Twitter Phishing Scams and Password Strength
Spotted this in my Inbox yesterday. I was heading out the door and checking mail on my iPhone, and had to do a quick double take.
The email itself looks a lot like an official message from Twitter. The only thing that tipped me off was the email account this was sent to. I have a specific email I use when I sign up for stuff (online purchases, logins to sites), and I keep it separate from my personal account.
I have a catch-all set up for my email, so that I’ll typically receive any message that comes in to this domain. But if the username on the email doesn’t match anything I currently use, it’s pretty much a guarantee that it’s junk.
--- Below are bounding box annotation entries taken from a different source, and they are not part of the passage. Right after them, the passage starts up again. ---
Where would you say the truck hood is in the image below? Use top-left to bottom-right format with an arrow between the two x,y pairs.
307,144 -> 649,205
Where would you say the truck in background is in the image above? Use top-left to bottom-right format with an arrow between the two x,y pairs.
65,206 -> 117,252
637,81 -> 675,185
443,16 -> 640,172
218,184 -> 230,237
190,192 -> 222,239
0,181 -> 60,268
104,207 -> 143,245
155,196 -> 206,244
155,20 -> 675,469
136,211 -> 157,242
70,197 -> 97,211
Some interesting questions: How did they know I have a Twitter account? They probably don’t. Like spam, this email was likely part of a large blanket of emails that went to a ton of people. Phishing emails rely on tonnage, and even if a handful of people fall for it… it counts as a win, because the cost of sending out these kinds of attempts costs next to nothing.
Also: Why would they want to get my Twitter information? Here are a few reasons, from a post entitled How I’d Hack Your Weak Password:
- You probably use the same password for lots of stuff right?
- Some sites you access such as your Bank or work VPN probably have pretty decent security, so I’m not going to attack them.
- However, other sites like the Hallmark e-mail greeting cards site, an online forum you frequent, or an e-commerce site you’ve shopped at might not be as well prepared. So those are the ones I’d work on.
- So, all we have to do now is unleash Brutus, wwwhack, or THC Hydra on their server with instructions to try say 10,000 (or 100,000 – whatever makes you happy) different usernames and passwords as fast as possible.
It’s an interesting read. I like how password length is a huge factor (as is using all characters, as opposed to just lowercase).